3.3. Comparative Experiments on the Synthetic Dataset

In order to validate the effectiveness of HPG-GAN, this study conducted quantitative and qualitative comparisons between HPG-GAN and the best-performing methods in blind face restoration (BFR) and its sub-tasks on synthetic and real datasets. The sub-tasks include face artifact removal (FAR), where ARCNN [29] and FBCNN [30] were evaluated; face denoising (FDN), where RIDNet [3] and VDNet [2] were evaluated; face super-resolution (FSR), where LESRCNN [31] and BSRGAN [32] were evaluated; and blind face deblurring (BFD), where DeblurGAN-v2 [33], MIMO [19], and DGUNet [34] were evaluated. For the overall blind face restoration task, the state-of-the-art (SOTA) methods UMSN [35], HiFace [5], DFDNet [25], GFPGAN [28], and NAFNet [36] were compared as benchmarks.

Quantitative Comparison: The evaluation metrics used in this study, as in other studies [35,37], included the following: non-reference perceptual metrics FID [38] and NIQE [39]; pixel-level evaluation metrics PSNR and SSIM [40]; the perceptual evaluation metric LPIPS [41]; as well as face restoration evaluation metrics FS. and MNE [42]. FID and NIQE are employed to measure the realism of the restoration results; LPIPS compares the differences between image patches; PSNR measures the pixel-level distances; SSIM evaluates the similarity in terms of structure, contrast, and brightness; FS. assesses the facial similarity between the restored images and the ground-truth images; and MNE is used to evaluate the error in reconstructing facial contours in the restored face images.

These metrics effectively evaluate the quality and fidelity of the restored facial image from different perspectives.
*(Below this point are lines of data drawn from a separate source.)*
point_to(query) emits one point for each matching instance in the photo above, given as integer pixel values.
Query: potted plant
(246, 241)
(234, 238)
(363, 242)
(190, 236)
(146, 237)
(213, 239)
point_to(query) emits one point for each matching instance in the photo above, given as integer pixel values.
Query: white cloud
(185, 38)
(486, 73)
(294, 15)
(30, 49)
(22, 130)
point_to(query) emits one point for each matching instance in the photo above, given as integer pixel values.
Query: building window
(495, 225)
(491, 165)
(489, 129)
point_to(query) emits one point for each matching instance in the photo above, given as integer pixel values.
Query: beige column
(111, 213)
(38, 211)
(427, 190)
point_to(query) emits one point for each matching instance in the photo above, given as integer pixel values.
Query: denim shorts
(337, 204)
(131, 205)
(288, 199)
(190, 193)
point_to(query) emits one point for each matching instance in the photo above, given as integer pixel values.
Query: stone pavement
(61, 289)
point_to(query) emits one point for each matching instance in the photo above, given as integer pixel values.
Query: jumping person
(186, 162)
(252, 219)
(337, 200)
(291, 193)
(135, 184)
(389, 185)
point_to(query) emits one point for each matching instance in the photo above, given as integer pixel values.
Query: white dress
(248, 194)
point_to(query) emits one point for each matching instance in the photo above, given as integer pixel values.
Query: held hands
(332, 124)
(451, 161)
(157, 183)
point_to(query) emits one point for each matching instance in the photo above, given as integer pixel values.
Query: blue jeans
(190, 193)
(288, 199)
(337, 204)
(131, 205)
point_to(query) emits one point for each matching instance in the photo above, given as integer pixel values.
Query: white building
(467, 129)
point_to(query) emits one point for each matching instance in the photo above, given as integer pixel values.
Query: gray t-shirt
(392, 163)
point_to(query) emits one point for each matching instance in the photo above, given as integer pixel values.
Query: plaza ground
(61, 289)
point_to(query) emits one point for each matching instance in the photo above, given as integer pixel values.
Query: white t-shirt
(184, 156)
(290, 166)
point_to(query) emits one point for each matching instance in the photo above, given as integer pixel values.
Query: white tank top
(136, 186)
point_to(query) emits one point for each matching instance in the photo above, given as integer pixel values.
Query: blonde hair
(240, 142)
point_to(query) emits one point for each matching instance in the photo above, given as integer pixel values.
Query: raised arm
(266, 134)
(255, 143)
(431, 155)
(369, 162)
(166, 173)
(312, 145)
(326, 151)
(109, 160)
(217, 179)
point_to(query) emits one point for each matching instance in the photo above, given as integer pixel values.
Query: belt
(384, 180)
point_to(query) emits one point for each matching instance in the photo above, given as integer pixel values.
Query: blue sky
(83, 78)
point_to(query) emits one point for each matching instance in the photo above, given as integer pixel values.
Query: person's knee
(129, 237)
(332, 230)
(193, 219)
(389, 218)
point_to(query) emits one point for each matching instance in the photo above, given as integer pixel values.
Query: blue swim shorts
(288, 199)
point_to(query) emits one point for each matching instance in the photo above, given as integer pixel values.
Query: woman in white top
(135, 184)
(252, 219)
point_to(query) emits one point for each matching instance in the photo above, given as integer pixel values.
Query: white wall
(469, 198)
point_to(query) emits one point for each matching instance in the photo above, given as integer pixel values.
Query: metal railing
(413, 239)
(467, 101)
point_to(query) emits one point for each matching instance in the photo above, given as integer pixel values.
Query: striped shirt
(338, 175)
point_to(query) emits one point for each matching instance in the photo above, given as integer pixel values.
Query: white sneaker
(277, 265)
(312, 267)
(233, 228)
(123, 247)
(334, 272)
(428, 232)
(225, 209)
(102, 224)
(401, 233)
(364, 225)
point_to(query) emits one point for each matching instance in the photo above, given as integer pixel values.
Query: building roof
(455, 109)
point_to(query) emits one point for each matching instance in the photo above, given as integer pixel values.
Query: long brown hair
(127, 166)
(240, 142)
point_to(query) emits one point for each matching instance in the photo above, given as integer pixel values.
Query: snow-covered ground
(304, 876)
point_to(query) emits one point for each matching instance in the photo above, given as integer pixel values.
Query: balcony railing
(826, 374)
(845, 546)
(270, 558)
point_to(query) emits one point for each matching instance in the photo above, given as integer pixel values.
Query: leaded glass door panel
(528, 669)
For example, FID represents the distance between the feature vector of the generated image and that of real image. The closer the distance, the more accurate the generation model and the better the effect, that is, the image has high quality and rich diversity; PSNR is mainly used to measure the difference between two images, such as a compressed image and an original image, to evaluate the quality of the compressed image, restored image, and ground truth to evaluate the performance of the restoration algorithm, and so on. SSIM emulates the human visual system (HVS) to implement the relevant theory of structural similarity and is sensitive to the perception of local structural changes in images; LPIPS is used to learn to generate reverse mapping from images to ground truth. Learning an inverse map reconstructs real images from fake images and prioritizes the perceptual similarity between them.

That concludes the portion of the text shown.